Tak berhenti sampai di sana, sebuah acara pementasan “Legenda Ksatria Kuko” digelar akhir bulan lalu, sekaligus sebagai konser “terakhir” Pygmos sebelum keberangkatan Zenith ke Jerman. Menariknya lagi, “Legenda Ksatria Kuko” sebagai album khusus Pygmos, hanya diproduksi sebanyak 100 paket saja. Bukan karena masalah modal produksi, pun bukan karena tak yakin kalau akan ada yang lebih banyak penasaran dengan album ini, namun menurut Sanjay, justru mereka ingin menjadikan album kedua Pygmos tersebut benar-benar sebagai sesuatu yang spesial.

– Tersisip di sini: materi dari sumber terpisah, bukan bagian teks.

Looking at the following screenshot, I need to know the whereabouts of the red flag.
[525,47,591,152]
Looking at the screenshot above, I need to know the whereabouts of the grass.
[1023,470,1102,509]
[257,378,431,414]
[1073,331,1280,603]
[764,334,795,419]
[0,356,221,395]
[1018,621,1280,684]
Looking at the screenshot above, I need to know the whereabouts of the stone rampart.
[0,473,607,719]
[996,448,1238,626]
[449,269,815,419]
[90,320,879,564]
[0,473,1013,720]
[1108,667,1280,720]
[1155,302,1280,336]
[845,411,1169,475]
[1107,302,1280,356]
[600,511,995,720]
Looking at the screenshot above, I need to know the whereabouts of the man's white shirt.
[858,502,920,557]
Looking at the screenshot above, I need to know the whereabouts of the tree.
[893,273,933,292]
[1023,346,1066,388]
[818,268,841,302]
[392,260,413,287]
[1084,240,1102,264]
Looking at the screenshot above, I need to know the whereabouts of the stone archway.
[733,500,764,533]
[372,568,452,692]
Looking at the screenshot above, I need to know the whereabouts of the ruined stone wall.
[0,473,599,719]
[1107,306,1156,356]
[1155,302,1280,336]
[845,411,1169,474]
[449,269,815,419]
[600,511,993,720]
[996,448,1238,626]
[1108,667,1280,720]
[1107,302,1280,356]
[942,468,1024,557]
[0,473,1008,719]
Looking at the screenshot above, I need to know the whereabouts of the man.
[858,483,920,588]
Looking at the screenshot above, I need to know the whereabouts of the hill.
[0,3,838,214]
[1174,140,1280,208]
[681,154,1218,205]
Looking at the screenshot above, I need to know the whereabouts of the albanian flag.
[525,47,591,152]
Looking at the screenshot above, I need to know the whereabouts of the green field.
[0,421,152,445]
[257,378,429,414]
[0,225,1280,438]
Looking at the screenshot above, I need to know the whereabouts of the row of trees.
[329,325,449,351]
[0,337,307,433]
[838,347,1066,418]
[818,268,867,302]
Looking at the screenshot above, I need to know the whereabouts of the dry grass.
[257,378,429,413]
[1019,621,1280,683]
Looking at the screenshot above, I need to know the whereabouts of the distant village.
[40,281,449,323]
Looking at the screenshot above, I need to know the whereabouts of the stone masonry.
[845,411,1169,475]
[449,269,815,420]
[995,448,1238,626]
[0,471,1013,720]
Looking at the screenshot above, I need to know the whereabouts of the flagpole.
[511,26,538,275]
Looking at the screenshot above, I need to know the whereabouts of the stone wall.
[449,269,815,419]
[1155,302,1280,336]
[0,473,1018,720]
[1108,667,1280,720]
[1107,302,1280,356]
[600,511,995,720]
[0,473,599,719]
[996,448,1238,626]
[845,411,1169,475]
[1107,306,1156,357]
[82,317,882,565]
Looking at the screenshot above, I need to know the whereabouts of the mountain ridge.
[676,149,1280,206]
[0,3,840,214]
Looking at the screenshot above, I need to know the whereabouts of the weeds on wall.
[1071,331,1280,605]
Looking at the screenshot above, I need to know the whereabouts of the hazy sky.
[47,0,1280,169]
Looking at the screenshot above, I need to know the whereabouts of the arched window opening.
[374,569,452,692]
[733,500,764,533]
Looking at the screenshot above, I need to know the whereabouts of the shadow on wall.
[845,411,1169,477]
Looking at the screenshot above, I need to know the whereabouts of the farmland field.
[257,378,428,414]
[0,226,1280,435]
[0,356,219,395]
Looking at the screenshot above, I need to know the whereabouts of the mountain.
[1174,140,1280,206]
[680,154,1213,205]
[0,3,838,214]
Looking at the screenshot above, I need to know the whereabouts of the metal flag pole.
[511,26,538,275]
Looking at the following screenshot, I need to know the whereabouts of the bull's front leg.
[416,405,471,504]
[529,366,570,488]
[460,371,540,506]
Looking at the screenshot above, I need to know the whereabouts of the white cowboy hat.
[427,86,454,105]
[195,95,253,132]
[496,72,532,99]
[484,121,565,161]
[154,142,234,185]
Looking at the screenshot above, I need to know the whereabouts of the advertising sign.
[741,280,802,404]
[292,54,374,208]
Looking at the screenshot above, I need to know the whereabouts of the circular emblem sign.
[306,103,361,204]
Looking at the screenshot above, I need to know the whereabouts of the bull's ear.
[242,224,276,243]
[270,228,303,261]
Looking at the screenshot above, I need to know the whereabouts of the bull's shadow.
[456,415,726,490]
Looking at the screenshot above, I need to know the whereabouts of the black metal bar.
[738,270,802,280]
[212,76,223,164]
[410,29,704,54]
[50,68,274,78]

“Jadi hanya 100 orang saja yang beruntung memiliki album ini,” tegas Sanjay sembari mengatakan tidak ada rencana dan memang takkan direkam lebih banyak lagi sesudahnya.
Dijelaskan, bagi Pygmos memang tak ada jalan selain memutuskan vakum, seiring hijrahnya Zenith ke luar negeri . Sekali lagi vakum, bukan bubar, karena tak tertutup kemungkinan satu saat ketika Zenith pulang ke Indonesia, atau bahkan dengan dukungan teknologi rekaman secara terpisah, Pygmos akan berkarya lagi. Jika ada yang bertanya mengapa tidak memutuskan untuk mencari pengganti Zenith agar Pygmos tetap ada dan bisa meneruskan kreativitas, tegas pula Sanjay menolak.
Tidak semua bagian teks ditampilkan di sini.